The study titled “Electricity Outlook: Powering New York City’s Future” says that New York City’s need for energy will expand as Indian Point’s scheduled 2021 deactivation approaches. It points out that 81.5% of the city’s electricity comes from natural gas burned in the five boroughs—and that more will be needed to keep New York’s lights on once the Indian Point nuclear plant is taken offline.
“New natural-gas pipeline capacity with direct connection to New York City and Westchester County also will be necessary to meet expected growth in demand,” the report says. “Ample supplies of natural gas are critical, as almost all in-city electricity generation comes from natural-gas burning plants.”
The report highlights four natural gas pipeline projects currently under development, including Williams’ Northeast Supply Enhancement Project, which would bring added natural gas “directly into New York City, where demand exists and is growing.”
The city’s move to transition public and private buildings away from burning heavy oil for heat has accelerated this need.
“Ample supplies of natural gas are critical, as almost all in-city electricity generation comes from natural gas burning plants,” the report continues. “Demand for natural gas, which has increased by 25 percent in Con Edison’s service territory since 2011, has been largely driven by New York City’s Clean Heat Program, which has produced a shift from heavy oil to natural gas in over 3,000 buildings. In addition, household demand for natural gas has continued to increase along with the overall population.”
In its list of recommendations, the report urges the Federal Energy Regulatory Commission to promptly approve Transco’s Northeast Supply Enhancement Project.
“FERC should promptly approve the recent application for Transco’s Northeast Supply Enhancement project.

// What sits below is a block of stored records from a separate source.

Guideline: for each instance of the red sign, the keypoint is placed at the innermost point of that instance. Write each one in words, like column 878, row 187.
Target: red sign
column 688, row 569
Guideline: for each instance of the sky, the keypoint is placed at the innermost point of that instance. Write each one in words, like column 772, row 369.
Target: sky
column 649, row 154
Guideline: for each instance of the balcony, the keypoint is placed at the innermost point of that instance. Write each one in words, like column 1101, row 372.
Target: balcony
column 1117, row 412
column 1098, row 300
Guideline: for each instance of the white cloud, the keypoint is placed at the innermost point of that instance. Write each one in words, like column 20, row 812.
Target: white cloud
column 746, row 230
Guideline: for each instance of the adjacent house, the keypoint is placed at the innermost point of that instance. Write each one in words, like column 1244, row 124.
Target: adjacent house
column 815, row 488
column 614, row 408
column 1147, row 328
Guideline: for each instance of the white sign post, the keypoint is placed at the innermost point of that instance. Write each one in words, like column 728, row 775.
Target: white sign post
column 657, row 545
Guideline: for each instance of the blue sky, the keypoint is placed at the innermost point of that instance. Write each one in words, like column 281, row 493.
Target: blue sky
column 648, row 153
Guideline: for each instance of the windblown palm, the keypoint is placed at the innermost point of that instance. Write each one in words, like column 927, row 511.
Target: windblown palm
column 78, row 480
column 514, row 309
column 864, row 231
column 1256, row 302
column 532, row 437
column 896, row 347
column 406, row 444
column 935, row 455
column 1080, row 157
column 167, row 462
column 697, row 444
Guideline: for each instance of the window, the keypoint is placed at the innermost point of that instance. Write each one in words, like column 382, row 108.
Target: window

In addition, the State and City should work together to convene a working group of key stakeholders, including utilities and natural gas suppliers, to develop a strategy for the planning and approval of new natural gas pipelines directly into New York City.”
The report also suggests that city consumers would benefit from the increased supply and depressed prices that would accompany additional natural gas pipeline capacity.